Чердачная дверь была открыта, и вырывающийся из нее воздушный поток доносил зловонный запах дыма. Это был тот же смрад гари, уже знакомый мне – густой, едкий, металлический. Он напоминал слезоточивый газ или горящие покрышки.
Я вытащил из кармана скомканный носовой платок и зажал им рот и нос. Из-за спины раздался крик Миллера:
– Ради бога, Дэвид, будьте осторожны! У патрульных в машине есть респиратор!
Но я снова услышал приглушенное мяуканье, и на этот раз был абсолютно уверен, что это Дэнни. Я не позволю Бурому Дженкину забрать его, с респиратором я или без.
Я взобрался по чердачной лестнице и осмотрелся. Весь чердак был заполнен едким дымом и всепроникающим серым светом. Люк на крышу был открыт, а под ним стояла стремянка. По ней, сгорбившись, неловко карабкался Бурый Дженкин. А на самой верхней ступеньке стоял Дэнни, его голова и плечи уже скрылись за рамой. У подножия лестницы караулила Лиз с бледным перекошенным лицом. Руками она сжимала плечи ребенка, которого называла плодом моего воспаленного воображения. Чарити.

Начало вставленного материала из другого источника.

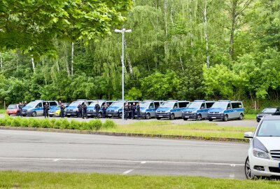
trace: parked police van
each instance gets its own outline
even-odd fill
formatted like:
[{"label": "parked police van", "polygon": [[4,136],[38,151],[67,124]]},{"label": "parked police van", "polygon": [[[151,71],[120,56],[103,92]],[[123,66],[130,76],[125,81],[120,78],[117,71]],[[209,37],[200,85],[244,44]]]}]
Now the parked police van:
[{"label": "parked police van", "polygon": [[[160,107],[163,101],[144,100],[140,102],[140,117],[145,119],[155,118],[155,111]],[[136,104],[135,104],[136,105]],[[136,113],[135,113],[136,115]]]},{"label": "parked police van", "polygon": [[214,103],[214,101],[195,100],[188,108],[183,109],[182,118],[184,120],[188,119],[201,120],[207,118],[208,110]]},{"label": "parked police van", "polygon": [[43,115],[43,106],[46,103],[48,104],[50,108],[56,107],[58,105],[57,101],[45,101],[45,100],[35,100],[28,103],[24,108],[22,108],[22,115]]},{"label": "parked police van", "polygon": [[136,104],[139,101],[127,101],[118,100],[111,104],[111,106],[106,111],[106,116],[108,118],[118,117],[122,118],[122,107],[125,106],[125,103],[132,104],[134,102]]},{"label": "parked police van", "polygon": [[155,111],[155,117],[158,120],[163,118],[167,118],[169,120],[182,118],[182,111],[189,104],[189,101],[164,101]]},{"label": "parked police van", "polygon": [[78,117],[78,106],[80,104],[83,105],[85,102],[86,103],[87,106],[90,104],[93,100],[87,100],[87,99],[78,99],[76,101],[72,102],[69,106],[65,108],[65,115],[67,118],[70,118],[71,116]]},{"label": "parked police van", "polygon": [[108,104],[110,106],[113,101],[106,101],[104,99],[97,99],[97,100],[94,100],[88,106],[87,108],[87,113],[88,113],[88,116],[90,117],[94,117],[96,116],[96,111],[95,111],[95,105],[97,104],[99,104],[100,106],[100,109],[99,109],[99,117],[101,118],[102,117],[103,115],[103,111],[102,111],[102,108],[105,105],[105,104]]},{"label": "parked police van", "polygon": [[223,120],[239,118],[243,120],[244,116],[244,107],[242,102],[219,100],[213,104],[208,111],[208,120]]}]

– Дженкин! – взревел я. – Чертов Бурый Дженкин!
Бурый Дженкин повернул голову, и его глаза сверкнули ядовитым желтым огнем. Его одежда напоминала какую-то нелепую пародию на костюм священнослужителя – грязный воротник, пыльный черный пиджак и черный жилет, заляпанный пятнами от супа. Одной лапой он проталкивал Дэнни в люк. Другой держался за лестницу.

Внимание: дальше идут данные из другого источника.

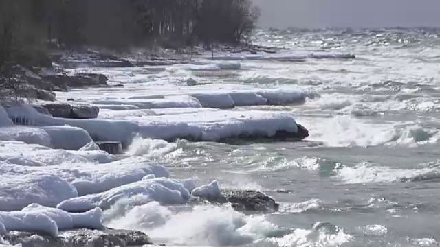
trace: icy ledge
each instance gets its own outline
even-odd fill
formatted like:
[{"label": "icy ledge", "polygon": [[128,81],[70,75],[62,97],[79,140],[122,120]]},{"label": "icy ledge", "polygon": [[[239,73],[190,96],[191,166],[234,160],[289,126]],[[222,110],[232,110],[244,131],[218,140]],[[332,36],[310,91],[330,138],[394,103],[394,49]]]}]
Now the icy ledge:
[{"label": "icy ledge", "polygon": [[[292,115],[258,110],[245,113],[229,110],[222,111],[221,114],[214,110],[138,118],[126,116],[132,119],[126,121],[61,119],[42,115],[34,108],[25,106],[6,110],[10,118],[27,118],[29,124],[34,126],[67,125],[77,128],[69,129],[72,133],[78,132],[79,128],[87,131],[95,141],[119,141],[124,146],[129,145],[137,134],[142,138],[170,141],[184,139],[192,141],[224,142],[228,142],[230,139],[252,140],[258,138],[297,141],[309,136],[307,129],[297,124]],[[116,113],[118,113],[116,111]],[[58,128],[56,130],[54,128],[52,130],[45,128],[45,132],[49,133],[48,136],[52,134],[55,137],[58,136],[56,134],[60,131],[67,131],[67,129],[61,130]],[[89,142],[88,136],[84,136],[79,140],[82,141],[82,145]],[[60,143],[57,145],[63,146]]]}]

– Дженкин, отпусти его! – закричал я.
Но, когда я бросился к нему, Лиз подняла руку и направила на меня. Я почувствовал такой жар в грудной клетке, будто мое сердце прижали к раскаленной газовой плите. Я остановился и схватился за грудь. Мне показалось, будто изо рта у меня идет дым. Боль был ужасной, но я не мог даже набрать в легкие воздуха, чтобы закричать. Упав на колени, зашелся в кашле. Сердце продолжало жечь огнем. И хотя я понимал, что это не реальная боль, что Лиз всего лишь напустила на меня свое ведьмовское колдовство, чтобы помешать добраться до Бурого Дженкина, мне казалось, что я вот-вот умру.